California artist and mountaineer Greg Kinne makes petroglyph-inspired art

“Coyote and Wolf” by Greg Kinne.

“Coyote and Wolf” by Greg Kinne.

As Greg Kinne goes hiking through the mountains of Ecuador, Peru, Columbia and the backcountry around his hometown of Quincy, Calif., he’ll often stumble upon petroglyphs dating back thousands of years. Kinne sees these petroglyphs as more than just art or artifact. It’s in the antediluvian rocks that Kinne finds his muse.

“That contact with the past just fascinates the heck out of me,” he says. “It really fascinates me to see what artists were doing at the time. [Petroglyphs] are a limited means of expression, but they managed to put so much down.”

Perhaps not so limited. Kinne’s concrete-and-acid petroglyphs, which are a nod to the rock etchings of old, are the sort of artworks that can leave you speechless. They offer the viewer a rich sensory experience; with their quiet but powerful simplicity, their evocation of a mysterious prehistoric culture, you walk away from the works feeling a little awed.

Kinne says that viewers will quite often try to understand the works through the lens of modern-day intellectualism. He says that the works, however, are intended for pure appreciation, not interpretation—there are no layers of meaning that one needs to unpack.

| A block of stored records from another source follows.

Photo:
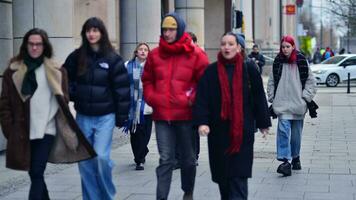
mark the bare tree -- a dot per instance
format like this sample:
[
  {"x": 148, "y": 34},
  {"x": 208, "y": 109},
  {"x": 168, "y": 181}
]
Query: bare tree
[{"x": 345, "y": 12}]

“There’s no interpretation for me,” he says. “It’s just the composition—the way the figures look. There’s no symbolism on a deeper level. I just use [the figures] as design elements.”

But while their meaning is simple, the effort that goes into their creation is anything but. Kinne begins with concrete slabs; on a vibrating table, he casts the slabs in a Formica or Plexiglas mold until their surface is smooth. The concrete undergoes a 14- to 30-day rehydrating cure, after which Kinne applies acid stains to the surface of the concrete. This staining process, he says, is largely an experimental one: Since the acid only comes in six different colors, he’s constantly trying new variations on his application method—making the surface wetter or dryer—to produce new shades. It then takes 24 hours for the stain to set.

“I don’t know what I’m going to find in the morning when I come in,” he says, explaining that it may be entirely different from what he hoped to find.

But that’s OK—that’s the beauty of invention.

“I don’t look at that as a negative thing,” he says. “Embrace failure!”

Perhaps Kinne’s artistic sense of adventure, his eagerness to embrace the unknown, connects him in an important way to those rock artists of long ago. Looking at his works, one feels that he has a mystical bond with ancient ways—but also a vision that leads him into a place of experimental artistry to which few have gone before.